Aussi, dès que nous pénétrons dans Louhossoa, nous sentons quelque chose de changé dans ce qui nous environne. Ici les maisons sont d’un style nouveau — crépis moins clairs, disparition des toits inégaux et du poutrage apparent — tout cela nous témoigne d’un changement de province. En effet, quelques kilomètres plus loin, nous quittons le Labourd pour entrer dans la Basse-Navarre.

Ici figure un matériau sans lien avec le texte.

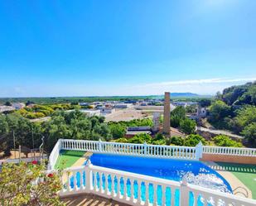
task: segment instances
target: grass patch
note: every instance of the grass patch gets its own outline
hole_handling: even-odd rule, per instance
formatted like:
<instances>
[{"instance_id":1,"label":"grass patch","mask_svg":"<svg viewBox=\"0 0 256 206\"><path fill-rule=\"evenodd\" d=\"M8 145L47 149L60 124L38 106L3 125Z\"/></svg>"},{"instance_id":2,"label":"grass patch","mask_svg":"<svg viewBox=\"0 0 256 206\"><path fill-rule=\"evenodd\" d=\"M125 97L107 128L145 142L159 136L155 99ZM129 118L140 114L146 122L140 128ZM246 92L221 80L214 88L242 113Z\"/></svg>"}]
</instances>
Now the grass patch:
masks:
<instances>
[{"instance_id":1,"label":"grass patch","mask_svg":"<svg viewBox=\"0 0 256 206\"><path fill-rule=\"evenodd\" d=\"M81 151L60 151L55 169L65 169L72 166L85 153Z\"/></svg>"},{"instance_id":2,"label":"grass patch","mask_svg":"<svg viewBox=\"0 0 256 206\"><path fill-rule=\"evenodd\" d=\"M225 170L231 172L242 183L244 184L251 191L253 199L256 199L256 165L234 163L217 162L225 168Z\"/></svg>"}]
</instances>

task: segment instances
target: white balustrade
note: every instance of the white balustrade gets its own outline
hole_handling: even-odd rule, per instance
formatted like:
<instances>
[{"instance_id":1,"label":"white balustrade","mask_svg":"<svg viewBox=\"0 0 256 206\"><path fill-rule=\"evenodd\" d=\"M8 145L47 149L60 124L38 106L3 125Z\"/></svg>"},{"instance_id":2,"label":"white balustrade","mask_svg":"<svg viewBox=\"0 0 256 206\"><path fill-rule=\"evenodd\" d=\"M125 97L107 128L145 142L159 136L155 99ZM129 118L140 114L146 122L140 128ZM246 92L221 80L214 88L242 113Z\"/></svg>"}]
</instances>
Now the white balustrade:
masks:
<instances>
[{"instance_id":1,"label":"white balustrade","mask_svg":"<svg viewBox=\"0 0 256 206\"><path fill-rule=\"evenodd\" d=\"M196 147L130 144L84 140L61 140L62 150L86 151L95 153L132 155L152 157L198 160Z\"/></svg>"},{"instance_id":2,"label":"white balustrade","mask_svg":"<svg viewBox=\"0 0 256 206\"><path fill-rule=\"evenodd\" d=\"M60 196L90 193L130 205L256 205L256 200L210 189L93 165L69 168ZM179 194L179 195L178 195ZM200 202L200 203L199 203Z\"/></svg>"},{"instance_id":3,"label":"white balustrade","mask_svg":"<svg viewBox=\"0 0 256 206\"><path fill-rule=\"evenodd\" d=\"M203 153L242 156L256 156L256 149L203 146Z\"/></svg>"},{"instance_id":4,"label":"white balustrade","mask_svg":"<svg viewBox=\"0 0 256 206\"><path fill-rule=\"evenodd\" d=\"M55 146L53 147L49 156L48 170L53 170L56 165L60 151L61 150L61 139L59 139Z\"/></svg>"}]
</instances>

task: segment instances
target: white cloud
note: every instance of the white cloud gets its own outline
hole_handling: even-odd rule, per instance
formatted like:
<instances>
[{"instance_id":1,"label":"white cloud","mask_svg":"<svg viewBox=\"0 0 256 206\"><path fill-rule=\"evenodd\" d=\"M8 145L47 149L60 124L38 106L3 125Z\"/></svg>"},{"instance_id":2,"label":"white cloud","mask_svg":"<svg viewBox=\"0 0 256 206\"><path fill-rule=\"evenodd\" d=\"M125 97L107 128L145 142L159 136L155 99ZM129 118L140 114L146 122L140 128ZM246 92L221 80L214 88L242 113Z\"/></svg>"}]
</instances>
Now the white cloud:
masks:
<instances>
[{"instance_id":1,"label":"white cloud","mask_svg":"<svg viewBox=\"0 0 256 206\"><path fill-rule=\"evenodd\" d=\"M162 86L171 86L171 85L190 85L190 84L220 84L220 83L236 83L236 82L246 82L254 81L256 78L239 78L239 79L190 79L190 80L180 80L180 81L170 81L170 82L160 82L139 85L138 87L162 87Z\"/></svg>"}]
</instances>

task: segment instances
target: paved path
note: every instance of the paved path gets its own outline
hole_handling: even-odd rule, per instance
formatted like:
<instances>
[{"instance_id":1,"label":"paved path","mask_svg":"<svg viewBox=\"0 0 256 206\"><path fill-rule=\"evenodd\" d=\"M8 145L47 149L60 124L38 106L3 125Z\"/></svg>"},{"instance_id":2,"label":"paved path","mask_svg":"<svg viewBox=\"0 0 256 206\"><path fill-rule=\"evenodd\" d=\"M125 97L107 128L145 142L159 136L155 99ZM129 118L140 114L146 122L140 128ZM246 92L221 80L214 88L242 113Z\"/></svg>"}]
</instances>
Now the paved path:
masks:
<instances>
[{"instance_id":1,"label":"paved path","mask_svg":"<svg viewBox=\"0 0 256 206\"><path fill-rule=\"evenodd\" d=\"M125 204L88 194L62 198L61 200L67 206L128 206Z\"/></svg>"}]
</instances>

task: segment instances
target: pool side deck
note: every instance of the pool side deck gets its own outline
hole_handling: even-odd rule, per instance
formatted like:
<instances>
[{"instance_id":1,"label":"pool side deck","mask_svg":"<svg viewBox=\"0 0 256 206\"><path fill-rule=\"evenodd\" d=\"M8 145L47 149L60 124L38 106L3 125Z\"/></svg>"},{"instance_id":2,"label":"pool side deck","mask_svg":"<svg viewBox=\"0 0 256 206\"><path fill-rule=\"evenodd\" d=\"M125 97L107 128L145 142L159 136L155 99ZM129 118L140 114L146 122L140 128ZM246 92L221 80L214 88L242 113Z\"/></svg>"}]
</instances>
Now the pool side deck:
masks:
<instances>
[{"instance_id":1,"label":"pool side deck","mask_svg":"<svg viewBox=\"0 0 256 206\"><path fill-rule=\"evenodd\" d=\"M113 199L90 194L81 194L60 199L66 206L128 206Z\"/></svg>"},{"instance_id":2,"label":"pool side deck","mask_svg":"<svg viewBox=\"0 0 256 206\"><path fill-rule=\"evenodd\" d=\"M81 166L85 164L88 157L89 157L93 153L92 152L85 152L75 154L76 159L73 160L73 162L70 163L70 166L76 167ZM72 154L73 155L73 154ZM70 159L70 155L63 156L63 159ZM234 194L253 199L254 196L252 191L243 183L242 181L236 177L231 171L225 170L225 167L223 167L213 161L204 161L210 168L216 170L220 175L222 175L230 184L232 190L234 191ZM246 174L244 174L246 175ZM255 198L254 198L255 199Z\"/></svg>"},{"instance_id":3,"label":"pool side deck","mask_svg":"<svg viewBox=\"0 0 256 206\"><path fill-rule=\"evenodd\" d=\"M219 165L213 161L204 162L211 169L217 171L221 176L223 176L230 184L233 193L235 195L252 199L252 191L246 187L235 175L231 172L225 170L224 167Z\"/></svg>"}]
</instances>

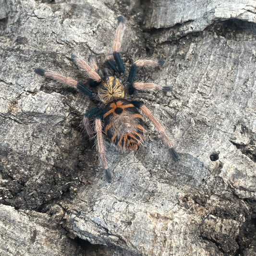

Nous côtoyons de nouveau la Nive. Nous roulons ainsi entre des pyramides rocheuses, déchiquetées et les prairies souriantes qui bordent cette belle rivière ; puis ce sont les maisons dispersées, aux tuiles chaudement patinées, de Bidarray, un nom cher aux pêcheurs de truites. C’est le premier village de la Basse-Navarre, agréablement situé au carrefour de trois vallées, dont l’une, celle du Baztan, conduit en Espagne. Un vieux pont lancé sur la Nive, presque entièrement couvert de lierre, donne un aspect poétique dès l’entrée du village.
| LE PONT D'ENFER BIDARRAY PAYS BASQUE D'ANTAN |
Comme je le disais plus haut, les maisons ont un aspect différent de celles rencontrées jusqu’alors, et dont on a fait, bien à tort, le type unique de la maison basque. Beaucoup d’entre elles sont de belles et solides maisons en pierre, qui portent souvent au-dessus de la porte d’entrée, des sculptures, des dessins et des inscriptions fort intéressantes à étudier.
Le centre du village est placé sur un plateau occupé par l’église (monument classé), qui dépendit primitivement d’une commanderie appartenant au monastère de Roncevaux. On trouve dans les diverses parties du pays basque de nombreuses traces d’établissements de cette nature tenus au moyen âge par des moines chevaliers pour la protection des pèlerins de Saint-Jacques de Compostelle.